Fui convidado, tempos atrás, a ministrar uma palestra sobre o tema “Tecnologia aplicada à Educação” em uma universidade. A palestra era para alunos do último ano de pedagogia.
Cheguei e o auditório estava lotado. Após as formalidades comuns a esse tipo de evento, pensei em quebrar o gelo com uma pergunta (pelo menos, assim eu acreditava) “Quem aqui quer ser professor?”. Ninguém se manifestou. Pensei “é a timidez que os cala…” e fiz então outra pergunta: “Quem aqui está fazendo pedagogia para ter um curso superior?” As mãos se levantaram instantaneamente e quase que em sua totalidade. Sinceramente, fiquei um tanto perplexo, mas uma perplexidade já não mais tão profunda, isso pelo próprio reflexo que observo nas escolhas de meus alunos no Ensino Médio. E não somente os meus, posso afirmar que, em geral, se perguntarmos aos alunos, já em fase de escolhas profissionais, “quem quer ser professor?”, veremos que as respostas serão computáveis em zero, ou estatisticamente desprezíveis.
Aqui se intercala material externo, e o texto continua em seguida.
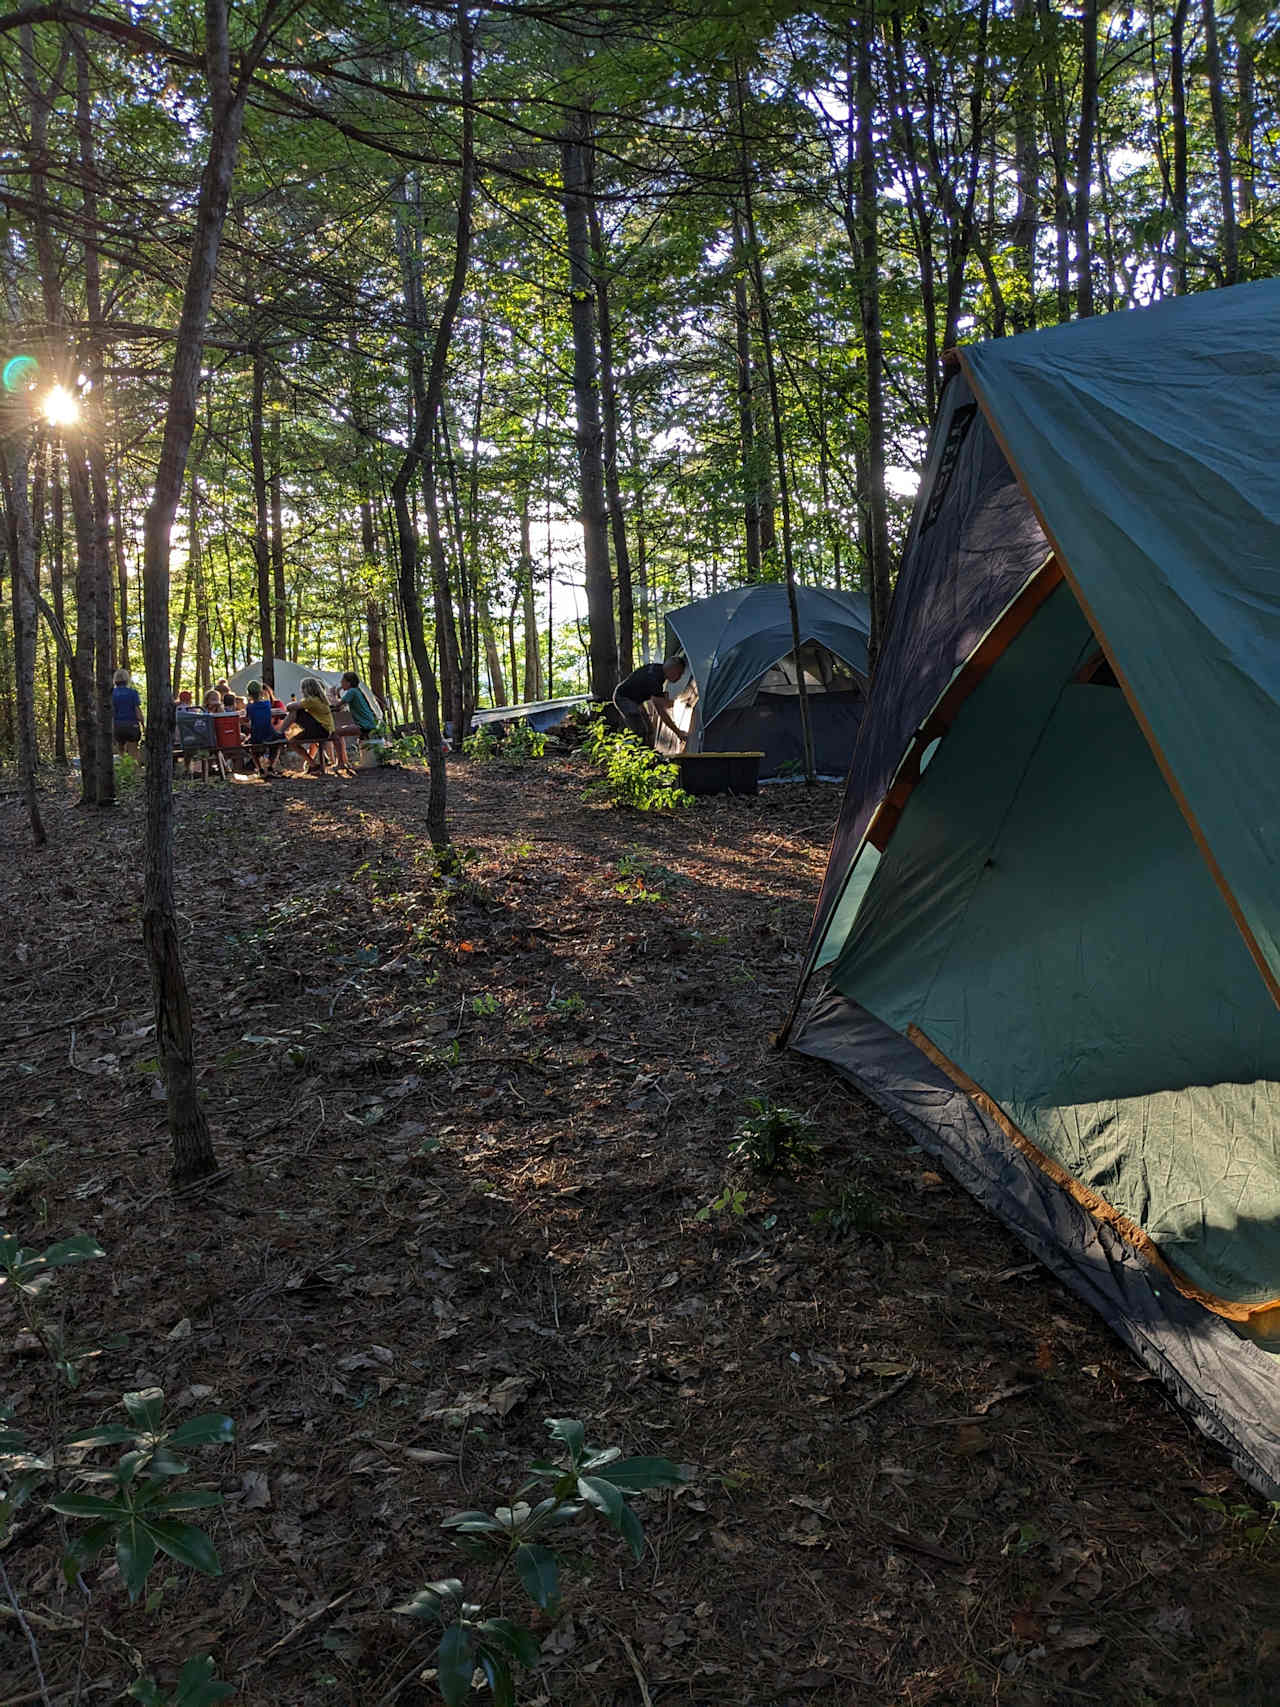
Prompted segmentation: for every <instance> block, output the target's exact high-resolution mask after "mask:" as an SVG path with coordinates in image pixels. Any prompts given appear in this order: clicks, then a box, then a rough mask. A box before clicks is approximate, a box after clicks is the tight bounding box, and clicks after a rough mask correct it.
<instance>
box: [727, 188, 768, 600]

Afinal, quem quer ser professor onde a profissão é desvalorizada socialmente? Não se trata de uma desvalorização moral, mas financeira, o que, em nossa sociedade capitalista, acaba por significar, sim, desvalorização social. Quem quer ser professor num país onde a maioria das instituições de ensino dizem que agora os professores devem ser “coaches”, um “colaborador”, ser guiado pelas “paixões” daquilo que os alunos querem aprender, e não o que devem de fato aprender?
Quem quer ser professor onde a maioria das pedagogias hegemônicas não valorizam o conteúdo historicamente produzido pela humanidade, onde os Professores devem inventar musiquinhas para que alunos decorem procedimentos, ou para que façam bem o papel de adestradores para os vestibulares?
Onde foram parar os mestres? Aqueles cuja cultura geral impressionava e inspirava. A nossa realidade e a necessidade do mercado estão acabando com o “Professor-Mestre”, entra agora o “Coach”, o professor “popular”, que fala a “linguagem do jovem”.
Os fanáticos “tecnomaníacos” dizem que os mestres foram substituídos pelas informações dispostas na internet. Quem, em seu pleno estado de juízo e de conhecimento, pode acreditar em tamanha bobagem? Ser realmente um professor hoje é mais que um ato de coragem é um ato que denota caráter e bondade. Todas as manhãs, milhares de professores saem de seus lares para inspirar crianças e jovens. Para passar para as gerações futuras um conhecimento de forma crítica e criativa. Se quisermos que esse mundo realmente se transforme em algo melhor é preciso conhecê-lo e saber analisá-lo.
Retornando à minha palestra para a turma de pedagogia, pensei, “o que direi sobre a tecnologia aplicada à Educação para um público que não quer ser professor?”. Fiz uma reflexão e prossegui como se todos sonhassem, realmente, em ser professores.
Mostrei a eles uma realidade onde a tecnologia poderia tornar o processo ensino-aprendizagem algo significativo, mostrei recursos a que raramente eles poderiam ter acesso nas sucateadas escolas públicas. Acabei, enfim, por deixar um grupo considerável com aquela vontade de querer seguir a profissão. Mas isso logo passou, pois a dura realidade do trabalho do professor esmaga com crueldade o sonho de ser um Educador.
Volta e meia vejo burocratas da educação visitando escolas de ponta, no exterior, e trazendo ideias mirabolantes para serem aplicadas no Brasil, como se o problema da educação brasileira fosse a falta de ideias inovadoras ou de uma visão mais moderna do processo educacional.
Quase que, de modo inocente, esses profissionais e profetas da mudança dos paradigmas educacionais se esquecem que o problema da educação brasileira passa, principalmente, pela desvalorização do professor e da atual má formação e escassez desses profissionais. E a má formação não se resolve com “capacitações” ou “atualizações”. O problema dessa má formação é endêmico em nosso país. Oásis educacionais existem no Brasil, mas isso é para poucos privilegiados.
A transformação na educação começará a fazer efeito quando nossa profissão for de fato socialmente valorizada e dignificada. Por enquanto, o que ocorre é mais ou menos o seguinte: quem é professor sabe bem a reação das pessoas quando nos perguntam qual é nossa profissão, pois sempre há um misto de respeito e pena… nos lançam, geralmente, um olhar meio melancólico. Essa é nossa realidade hoje, como diz o título da música do Metallica “Sad but true”.